A few points by way of background.

1. Though things were unraveling quickly, the October 8-11 Days of Rage were still officially an SDS action and not a Weatherman activity, with RYM II calling a separate demo. The leaflet, obviously, was an attempt to build it.

2. The leaflet was written, drafted and designed by one person in the NYC Regional Office of SDS on Spring Street, whose name I am not free to use. I think 2 cases, 10,000 or so, were printed. Most never got handed out.

3. The plan was to distribute them to the masses of alienated youth as they arrived. Our base was Movement City, a section of the Festival with a big-ass tent, a spanky new printing press and thousands of dollars worth of additional goodies Abbie Hoffman had jacked out of Mike Lang and the others bankrolling the Festival with threats of massive disruption.

4. Some folks from NYU Uptown SDS and the Up Against The Wall Motherfuckers and probably other chapters arrived a couple days early, which had nothing whatsoever to do with the fact that the chain-link fencing Lang's crews were humping to get set up before Friday somehow unraveled overnight Wednesday and Thursday, all of it. Nothing, honest.

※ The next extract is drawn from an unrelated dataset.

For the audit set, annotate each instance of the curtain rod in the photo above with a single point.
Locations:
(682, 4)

5. The producers had remained pretty worried about disruption from the relative handful of movement forces there. The night before the concert started, Hugh Romney (not yet Wavy Gravy), whose Hog Farm commune had been imported to provide security, made his way to Movement City with what you might call a burnt offering--a chunk of very strong hash the size of a regulation softball.

6. The main SDS forces who showed up in Movement City were Weather types, in their early wannabe street-fighter mode. Some of them did help organize a couple of appropriations of vendors who were jacking prices through the roof in the happy knowledge that there were too many people and not enough supplies present. These guerrilla actions were watched with interest and sympathy by festival-goers, but the old "Join us!" cry drew minimal response.

6. Some of the core weather types dropped acid on Friday and others were completely freaked out by the size and apolitical character of the crowd even without benefit of chemical adulterants, but they all fled by Saturday afternoon, even as young people in their tens of thousands were still making their way to Yasgur's farm by any means necessary. Wusses.

7. The forces of sweetness and light did have a nifty, decently-executed banner with a picture of Che (less than two years dead) and his famous quote "At the risk of seeming ridiculous, let me say that the true revolutionary is guided by great feelings of love."

8. Me and Lee stayed for two days after the concert ended until chapter folks dispatched home were able to get back with a U-Haul to pick up the printing press, cases of paper and loads of other abandoned goodies. Never mind him getting clocked onstage by Pete Townshend, all respect to Abbie for the stuff he pried out of Lang & Co., which served the movement for the next decade.